-¿Mi crimen? ¿Qué
crimen? –rugió él en un repentino acceso de furia-. ¿Es un crimen haber matado
a un piojo asqueroso y nocivo, a una vieja usurera que no le hacía bien a
nadie, que les chupaba la sangre a los necesitados, cuyo aniquilamiento debería premiarse con la remisión de cuarenta
pecados? Yo no pienso en el crimen
ni tampoco en expiarlo. ¡Un “crimen”! No sé por qué tenéis que darle todos
tantas vueltas a eso del “crimen”. Ahora es cuando veo toda la estupidez de
mi cobardía, ahora que he decidido arrostrar ese oprobio innecesario.

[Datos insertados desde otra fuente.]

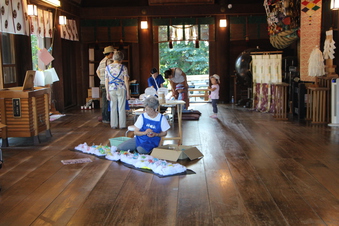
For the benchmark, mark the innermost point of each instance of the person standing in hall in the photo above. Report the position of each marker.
(155, 80)
(215, 80)
(177, 76)
(108, 52)
(117, 85)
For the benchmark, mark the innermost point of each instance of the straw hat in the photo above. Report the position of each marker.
(108, 49)
(216, 76)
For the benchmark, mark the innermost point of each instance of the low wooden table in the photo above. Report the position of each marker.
(205, 95)
(178, 104)
(316, 104)
(25, 113)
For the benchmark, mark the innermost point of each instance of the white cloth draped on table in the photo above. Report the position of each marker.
(266, 71)
(46, 77)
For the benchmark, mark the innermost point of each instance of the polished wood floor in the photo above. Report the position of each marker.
(255, 171)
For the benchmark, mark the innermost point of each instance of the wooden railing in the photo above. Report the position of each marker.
(205, 94)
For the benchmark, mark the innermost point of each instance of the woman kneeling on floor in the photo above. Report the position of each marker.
(149, 128)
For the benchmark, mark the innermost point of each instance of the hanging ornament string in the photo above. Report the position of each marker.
(316, 66)
(329, 46)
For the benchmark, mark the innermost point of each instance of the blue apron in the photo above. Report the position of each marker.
(115, 81)
(148, 143)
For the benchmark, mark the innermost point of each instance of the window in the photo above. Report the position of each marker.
(38, 43)
(8, 60)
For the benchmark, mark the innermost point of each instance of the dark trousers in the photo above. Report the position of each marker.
(215, 105)
(105, 113)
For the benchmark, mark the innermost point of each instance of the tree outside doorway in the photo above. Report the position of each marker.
(193, 61)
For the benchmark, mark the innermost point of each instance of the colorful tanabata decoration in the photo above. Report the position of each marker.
(136, 160)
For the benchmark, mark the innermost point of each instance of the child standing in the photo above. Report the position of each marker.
(179, 88)
(215, 80)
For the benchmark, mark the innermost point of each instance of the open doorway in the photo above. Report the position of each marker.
(192, 56)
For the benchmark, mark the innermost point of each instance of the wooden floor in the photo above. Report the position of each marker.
(255, 171)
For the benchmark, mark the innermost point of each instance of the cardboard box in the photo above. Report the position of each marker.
(95, 92)
(173, 152)
(118, 140)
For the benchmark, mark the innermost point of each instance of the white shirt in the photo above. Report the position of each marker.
(164, 123)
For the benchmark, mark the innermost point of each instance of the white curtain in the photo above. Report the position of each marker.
(69, 31)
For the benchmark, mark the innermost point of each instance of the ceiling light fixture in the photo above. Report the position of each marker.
(223, 23)
(144, 25)
(62, 20)
(32, 10)
(334, 4)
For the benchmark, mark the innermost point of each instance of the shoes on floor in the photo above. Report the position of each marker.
(213, 116)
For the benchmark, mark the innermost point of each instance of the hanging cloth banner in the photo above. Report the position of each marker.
(69, 31)
(310, 24)
(7, 23)
(19, 20)
(48, 24)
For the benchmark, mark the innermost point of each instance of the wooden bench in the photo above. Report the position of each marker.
(205, 95)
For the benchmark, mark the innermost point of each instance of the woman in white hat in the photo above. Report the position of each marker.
(117, 86)
(176, 76)
(108, 52)
(215, 80)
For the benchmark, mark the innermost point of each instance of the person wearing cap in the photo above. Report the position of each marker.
(155, 80)
(180, 88)
(108, 52)
(117, 86)
(214, 88)
(149, 128)
(177, 76)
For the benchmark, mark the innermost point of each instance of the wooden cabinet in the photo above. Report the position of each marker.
(24, 113)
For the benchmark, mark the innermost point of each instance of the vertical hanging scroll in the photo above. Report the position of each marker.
(310, 24)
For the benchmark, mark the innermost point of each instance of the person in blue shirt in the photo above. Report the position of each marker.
(149, 128)
(155, 80)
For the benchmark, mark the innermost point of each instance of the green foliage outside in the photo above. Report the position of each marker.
(193, 61)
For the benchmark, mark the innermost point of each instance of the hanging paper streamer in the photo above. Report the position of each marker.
(309, 35)
(329, 46)
(316, 66)
(266, 72)
(283, 22)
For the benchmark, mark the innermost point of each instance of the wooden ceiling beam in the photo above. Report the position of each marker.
(171, 11)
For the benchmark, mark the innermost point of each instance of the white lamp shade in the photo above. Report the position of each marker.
(144, 25)
(32, 10)
(62, 20)
(223, 23)
(55, 3)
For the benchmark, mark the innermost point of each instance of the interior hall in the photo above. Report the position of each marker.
(246, 93)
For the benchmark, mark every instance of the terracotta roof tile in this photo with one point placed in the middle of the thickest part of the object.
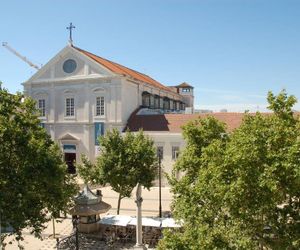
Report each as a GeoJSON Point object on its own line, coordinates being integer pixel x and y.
{"type": "Point", "coordinates": [120, 69]}
{"type": "Point", "coordinates": [174, 122]}
{"type": "Point", "coordinates": [184, 85]}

Solo por
mi propia ruindad y por mi incompetencia me he decidido; y quizá también por
cierta ventaja, como me propuso ese… Porfiri.
Fiódor Dostoievski
Releo este y otros fragmentos de Crimen y castigo, la novela que me ocupó muchas horas del mes pasado, y cada vez presiento con más claridad el rostro de Raskólnikov, o al menos la fecundidad de su estirpe, dibujado en el extraño personaje monsieur Meurseult (L'etrangère), en el celoso compulsivo Juan Pablo Castel (El túnel) o en el desalmado psicópata Pascual Duarte, tres iconos de la novela existencial. Todos asesinos confesos, todos juzgados y condenados por la ley de los hombres, todos reos de una razón o de una sinrazón que casi nadie comprende. Me pregunto qué azares y qué caprichos del destino me habrán retenido tanto tiempo para reconocer la raíz benévola de tan poderosa trinidad literaria.